Q: Should I do my dryland workout before or after my swim practice? A: If you must do them on the same day, it is highly recommended to swim first and perform your dryland training afterward. Swimming is a highly technical sport that relies heavily on “feel for the water.” If you exhaust your lats and core in the gym and then jump into the pool, your mechanics will be sloppy, your elbows will drop, and you will reinforce terrible stroke habits. Swim while you are neurologically fresh, and lift when you are fatigued.

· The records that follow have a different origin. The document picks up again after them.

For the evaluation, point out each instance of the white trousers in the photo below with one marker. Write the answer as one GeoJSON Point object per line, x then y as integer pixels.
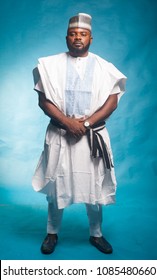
{"type": "Point", "coordinates": [94, 213]}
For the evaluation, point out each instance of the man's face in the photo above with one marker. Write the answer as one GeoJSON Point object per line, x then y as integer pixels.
{"type": "Point", "coordinates": [78, 41]}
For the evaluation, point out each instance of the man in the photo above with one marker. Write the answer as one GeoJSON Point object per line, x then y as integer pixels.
{"type": "Point", "coordinates": [78, 90]}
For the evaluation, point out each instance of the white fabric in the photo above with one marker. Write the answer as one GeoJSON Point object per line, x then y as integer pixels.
{"type": "Point", "coordinates": [65, 168]}
{"type": "Point", "coordinates": [94, 214]}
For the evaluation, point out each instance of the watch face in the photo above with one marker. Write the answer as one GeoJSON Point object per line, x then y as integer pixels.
{"type": "Point", "coordinates": [86, 124]}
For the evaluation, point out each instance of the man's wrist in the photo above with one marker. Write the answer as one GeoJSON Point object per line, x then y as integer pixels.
{"type": "Point", "coordinates": [87, 124]}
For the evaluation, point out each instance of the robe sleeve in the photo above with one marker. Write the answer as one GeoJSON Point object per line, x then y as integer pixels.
{"type": "Point", "coordinates": [117, 81]}
{"type": "Point", "coordinates": [37, 80]}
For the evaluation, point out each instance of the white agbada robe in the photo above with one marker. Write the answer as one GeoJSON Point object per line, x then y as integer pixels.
{"type": "Point", "coordinates": [66, 172]}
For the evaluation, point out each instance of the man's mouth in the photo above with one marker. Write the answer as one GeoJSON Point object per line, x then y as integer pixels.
{"type": "Point", "coordinates": [77, 44]}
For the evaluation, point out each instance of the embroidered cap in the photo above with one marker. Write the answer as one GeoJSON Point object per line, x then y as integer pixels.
{"type": "Point", "coordinates": [81, 20]}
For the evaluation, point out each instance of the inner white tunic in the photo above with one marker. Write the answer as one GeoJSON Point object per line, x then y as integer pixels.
{"type": "Point", "coordinates": [66, 172]}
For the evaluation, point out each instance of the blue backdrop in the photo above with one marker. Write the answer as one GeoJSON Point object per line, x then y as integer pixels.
{"type": "Point", "coordinates": [125, 33]}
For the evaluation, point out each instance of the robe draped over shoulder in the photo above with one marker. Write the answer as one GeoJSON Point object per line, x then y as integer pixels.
{"type": "Point", "coordinates": [66, 170]}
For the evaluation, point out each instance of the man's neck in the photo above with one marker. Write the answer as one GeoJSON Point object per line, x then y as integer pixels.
{"type": "Point", "coordinates": [78, 55]}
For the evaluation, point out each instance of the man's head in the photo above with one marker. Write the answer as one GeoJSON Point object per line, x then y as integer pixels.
{"type": "Point", "coordinates": [79, 35]}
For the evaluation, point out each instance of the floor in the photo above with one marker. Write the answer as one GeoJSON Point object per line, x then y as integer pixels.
{"type": "Point", "coordinates": [130, 226]}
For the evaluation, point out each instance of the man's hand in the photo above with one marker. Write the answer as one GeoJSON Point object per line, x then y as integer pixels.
{"type": "Point", "coordinates": [75, 127]}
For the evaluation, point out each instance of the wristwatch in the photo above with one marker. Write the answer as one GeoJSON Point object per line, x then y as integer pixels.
{"type": "Point", "coordinates": [87, 124]}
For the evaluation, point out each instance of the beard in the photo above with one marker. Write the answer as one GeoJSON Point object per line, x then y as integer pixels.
{"type": "Point", "coordinates": [76, 51]}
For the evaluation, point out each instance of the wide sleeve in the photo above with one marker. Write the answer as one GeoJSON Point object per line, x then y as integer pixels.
{"type": "Point", "coordinates": [38, 86]}
{"type": "Point", "coordinates": [117, 81]}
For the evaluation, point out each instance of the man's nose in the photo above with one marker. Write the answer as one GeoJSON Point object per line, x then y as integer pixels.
{"type": "Point", "coordinates": [77, 36]}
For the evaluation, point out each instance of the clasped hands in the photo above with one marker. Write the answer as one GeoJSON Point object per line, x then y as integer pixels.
{"type": "Point", "coordinates": [75, 127]}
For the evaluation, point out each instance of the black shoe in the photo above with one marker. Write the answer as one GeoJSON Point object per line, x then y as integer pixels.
{"type": "Point", "coordinates": [101, 244]}
{"type": "Point", "coordinates": [49, 243]}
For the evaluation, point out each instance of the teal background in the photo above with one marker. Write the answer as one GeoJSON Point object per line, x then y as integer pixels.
{"type": "Point", "coordinates": [125, 33]}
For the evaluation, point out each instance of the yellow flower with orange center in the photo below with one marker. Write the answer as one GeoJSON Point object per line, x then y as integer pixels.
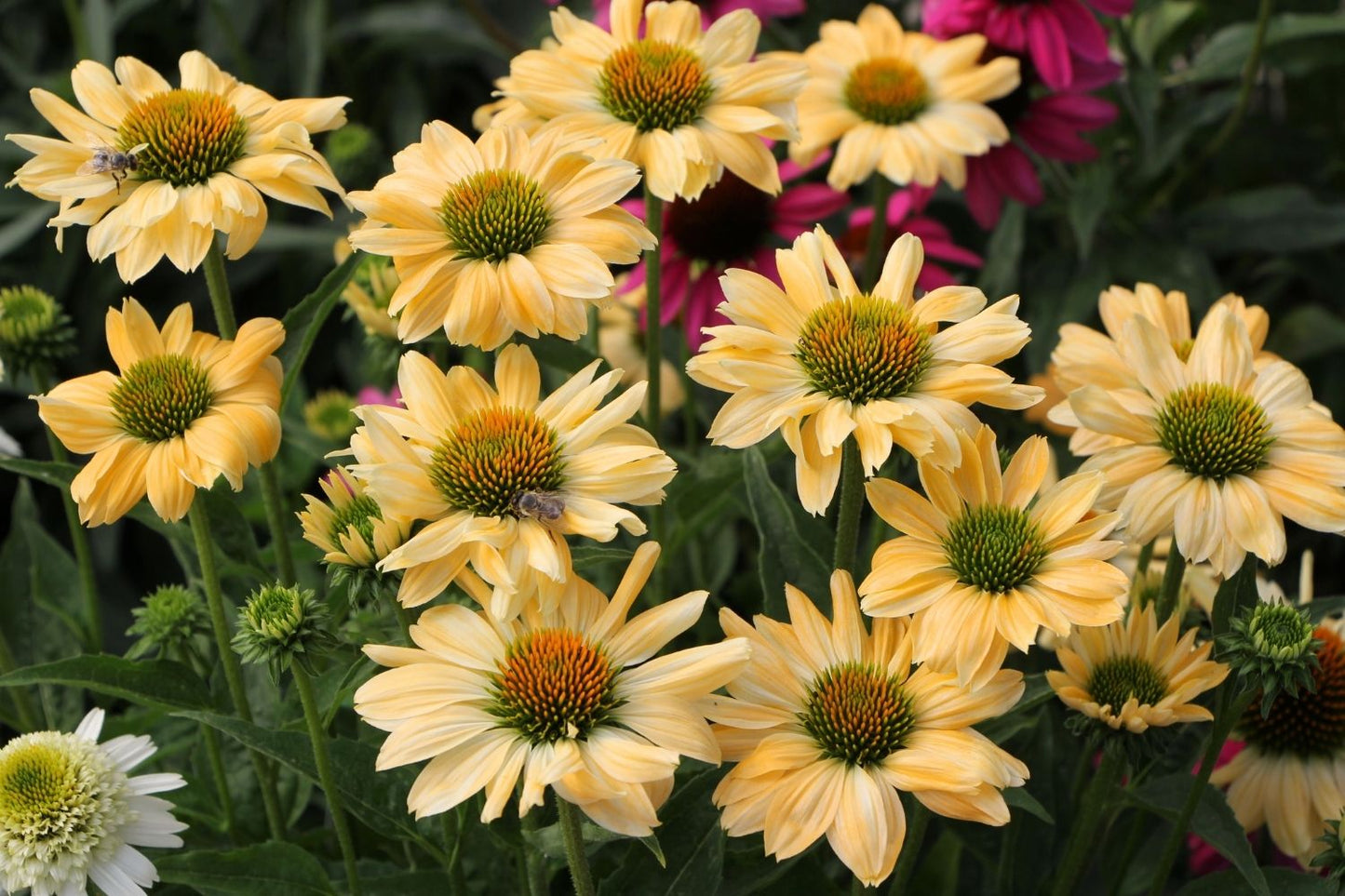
{"type": "Point", "coordinates": [502, 476]}
{"type": "Point", "coordinates": [822, 361]}
{"type": "Point", "coordinates": [828, 724]}
{"type": "Point", "coordinates": [184, 409]}
{"type": "Point", "coordinates": [156, 169]}
{"type": "Point", "coordinates": [680, 104]}
{"type": "Point", "coordinates": [906, 104]}
{"type": "Point", "coordinates": [567, 699]}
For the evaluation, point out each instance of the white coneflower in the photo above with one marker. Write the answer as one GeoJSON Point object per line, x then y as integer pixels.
{"type": "Point", "coordinates": [70, 814]}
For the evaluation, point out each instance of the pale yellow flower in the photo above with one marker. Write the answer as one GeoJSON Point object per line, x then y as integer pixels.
{"type": "Point", "coordinates": [1214, 448]}
{"type": "Point", "coordinates": [984, 563]}
{"type": "Point", "coordinates": [1136, 675]}
{"type": "Point", "coordinates": [906, 104]}
{"type": "Point", "coordinates": [186, 409]}
{"type": "Point", "coordinates": [202, 156]}
{"type": "Point", "coordinates": [828, 723]}
{"type": "Point", "coordinates": [822, 361]}
{"type": "Point", "coordinates": [502, 476]}
{"type": "Point", "coordinates": [508, 234]}
{"type": "Point", "coordinates": [1291, 774]}
{"type": "Point", "coordinates": [567, 699]}
{"type": "Point", "coordinates": [680, 104]}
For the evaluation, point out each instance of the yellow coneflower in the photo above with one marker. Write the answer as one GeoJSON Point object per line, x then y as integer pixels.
{"type": "Point", "coordinates": [906, 104]}
{"type": "Point", "coordinates": [504, 475]}
{"type": "Point", "coordinates": [828, 723]}
{"type": "Point", "coordinates": [982, 566]}
{"type": "Point", "coordinates": [186, 409]}
{"type": "Point", "coordinates": [508, 234]}
{"type": "Point", "coordinates": [156, 169]}
{"type": "Point", "coordinates": [680, 104]}
{"type": "Point", "coordinates": [822, 361]}
{"type": "Point", "coordinates": [567, 699]}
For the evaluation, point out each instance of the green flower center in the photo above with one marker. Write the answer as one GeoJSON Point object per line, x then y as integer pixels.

Q: How do I prevent my resistance bands from snapping and injuring me? A: Safety is paramount. Before every single dryland session, physically inspect your rubber resistance bands for micro-tears, discoloration, or dry rot caused by UV sunlight. Never attach a band to an unstable object like a loose door handle. Always use a dedicated anchor point, and replace your bands immediately if you see any signs of severe wear and tear.
The Final Verdict
Swimming fast in the open water is not a magic trick; it is an equation of applied physics. You must reduce drag by maintaining a high, perfectly streamlined body position, and you must increase propulsion by delivering devastatingly powerful pulls. Neither of these can be maximized simply by swimming endless, slow laps in a pool.
By committing to a rigorous, 3-day-per-week dryland training program, you will transform your body into a highly efficient aquatic engine. Build the anti-rotational core stability to conquer the choppy waves, forge the lat power to pass your competitors, and bulletproof your shoulders to ensure you never miss a race due to injury.
Combine your new physical power with elite, wide-view open water goggles to navigate perfectly, conquer your pre-race nerves, and we will see you crushing your personal bests out in the wild.